Written on February 17, 2019
While you can’t always be an expert in every subject you tackle, make sure you know your stuff before you put pen to paper. Only then, will you know how to correctly structure the piece and write an article that will wow your readership.
If you don’t know your subject inside out, aim to speak to someone who does. Arrange an interview and prepare a set of questions, leaving time for your expert to school you on some things that you wouldn’t know to ask. Record the interview and listen to it until it is etched into your mind.
Articles need balance, so before you start writing, you should wire-frame your content. While this may seem like an unnecessary step, believe me, this will help you to write faster and you’ll have less to tidy up later.
Depending on your desired depth, cut your topic into equal slices. One way to do this is to create a spider diagram of all of the points you want to mention in the article and group them.
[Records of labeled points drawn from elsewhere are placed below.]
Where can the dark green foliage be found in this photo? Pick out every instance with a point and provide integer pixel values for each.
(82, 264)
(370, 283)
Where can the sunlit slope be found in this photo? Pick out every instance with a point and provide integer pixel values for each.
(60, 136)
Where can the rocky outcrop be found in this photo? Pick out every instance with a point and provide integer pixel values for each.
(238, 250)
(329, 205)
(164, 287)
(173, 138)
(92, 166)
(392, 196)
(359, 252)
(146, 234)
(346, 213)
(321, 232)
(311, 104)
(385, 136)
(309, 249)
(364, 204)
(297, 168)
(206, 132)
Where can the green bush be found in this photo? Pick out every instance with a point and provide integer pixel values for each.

At this point, avoid giving titles to your slices (unless you have a cracker in mind) as you want to move through this stage swiftly. Instead, in no more than a few words per point lay them out with ample space between them for your notes. Once they are laid out, decide if any should be changed, combined or re-ordered and move on to the next stage.
Just as it is essential to organise your article before you start inking your post, so should you organise your paragraphs and sentences. Rather than wasting needless time editing your copy later, add bullet points beneath each slice, detailing, in just a few words, what you want to cover.
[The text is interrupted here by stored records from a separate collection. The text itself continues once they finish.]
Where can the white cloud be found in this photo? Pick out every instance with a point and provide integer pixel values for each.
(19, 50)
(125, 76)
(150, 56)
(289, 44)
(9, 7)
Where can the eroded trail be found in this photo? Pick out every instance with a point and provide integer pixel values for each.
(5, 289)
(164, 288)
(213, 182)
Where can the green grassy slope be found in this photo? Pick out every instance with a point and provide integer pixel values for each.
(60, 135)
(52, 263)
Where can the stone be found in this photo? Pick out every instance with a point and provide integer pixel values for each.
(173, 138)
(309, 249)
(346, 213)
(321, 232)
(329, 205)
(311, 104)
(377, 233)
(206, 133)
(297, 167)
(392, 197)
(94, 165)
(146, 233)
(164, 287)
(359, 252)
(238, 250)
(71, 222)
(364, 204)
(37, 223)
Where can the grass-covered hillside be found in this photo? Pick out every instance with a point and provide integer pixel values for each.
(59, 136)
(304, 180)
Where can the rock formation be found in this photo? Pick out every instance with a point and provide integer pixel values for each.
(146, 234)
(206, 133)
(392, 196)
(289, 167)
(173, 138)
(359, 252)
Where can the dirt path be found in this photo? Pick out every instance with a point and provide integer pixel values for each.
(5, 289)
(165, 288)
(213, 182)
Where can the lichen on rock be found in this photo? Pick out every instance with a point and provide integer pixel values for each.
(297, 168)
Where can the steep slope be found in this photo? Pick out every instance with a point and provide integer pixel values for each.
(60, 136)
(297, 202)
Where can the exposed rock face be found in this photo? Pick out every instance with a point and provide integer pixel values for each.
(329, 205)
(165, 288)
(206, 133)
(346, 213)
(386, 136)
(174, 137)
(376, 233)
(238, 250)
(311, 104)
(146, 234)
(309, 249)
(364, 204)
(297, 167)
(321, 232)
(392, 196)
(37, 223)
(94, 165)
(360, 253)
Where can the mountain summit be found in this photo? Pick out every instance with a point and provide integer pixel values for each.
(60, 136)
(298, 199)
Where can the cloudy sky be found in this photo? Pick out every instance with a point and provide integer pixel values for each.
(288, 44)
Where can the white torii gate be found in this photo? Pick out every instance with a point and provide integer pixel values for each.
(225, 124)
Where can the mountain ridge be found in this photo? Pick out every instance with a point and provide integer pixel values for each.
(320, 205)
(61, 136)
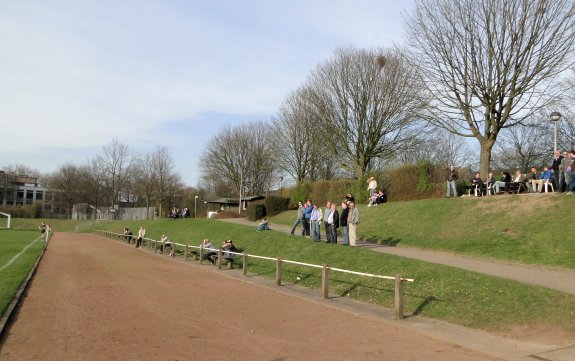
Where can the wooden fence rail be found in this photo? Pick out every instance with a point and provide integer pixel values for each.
(198, 252)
This will help you to avoid repetition while preparing you for a seamless writing flow.
Now, it is time to revisit your slices and draft some descriptive and catchy titles. Remember, most readers will skim through your content, so use your titles to capture their attention and be clear about the content in each section.
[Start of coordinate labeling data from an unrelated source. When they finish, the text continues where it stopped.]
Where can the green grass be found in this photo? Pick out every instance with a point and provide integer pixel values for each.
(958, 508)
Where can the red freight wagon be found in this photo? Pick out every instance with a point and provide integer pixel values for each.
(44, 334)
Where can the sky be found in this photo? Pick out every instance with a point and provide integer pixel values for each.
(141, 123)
Follow up by crafting a title for your article. Why not do this first? Often, you may find that your article concept evolves as you write. Personally, I have found that while I may have a good idea of what I want to call my article before I start, leaving this until after the structure has cured, gives me the flexibility I need to be sure that my title truly fits the content.
Sourcing graphics can be the toughest and most time consuming task. However it is one of the most important. Graphics not only help to tell your story: intermittent images can make your article more palatable and help you to keep your post ‘on brand’.
Choose graphics that will assist the reader in their understanding while adding visual appeal to the post.
Starting below your first sub-heading, begin writing your content. Using your bullet points as a guide, aim to get through this stage swiftly. Avoid correcting spellings and punctuation. The main focus here is getting your thoughts recorded before they vanish—these thoughts can be fleeting so writing quickly is high priority.
Now you know the content and tone of the article, you can effectively design a concise introduction that will draw in your reader, giving an accurate description of the gems that are to come.
Ideally, keep this short and to the point. Your readers are likely hungry for knowledge and short in time.
Many miss this stage, but readers will often skip to the end to glean the moral of the story if they are in a rush. When writing your conclusion, sum up the main takeaways and recommended considerations of your post to leave even the most impatient reader feeling satisfied.
Most of the hard work is done and light is at the end of the tunnel. Carefully check through your post for errors and rewrite your sentences and paragraphs with the reader in mind.
Scan for surplus repetition and prune your copy, removing redundant statements, and ensure that the tone and depth is consistent.
Not all online copy needs to be written at speed, but when you are short in time and you need to reel off some cracking content, these steps may help you to retain your sanity while meeting your deadlines.
That said, each writer has their own process and you may find that this method may need tweaking to fit your style or audience.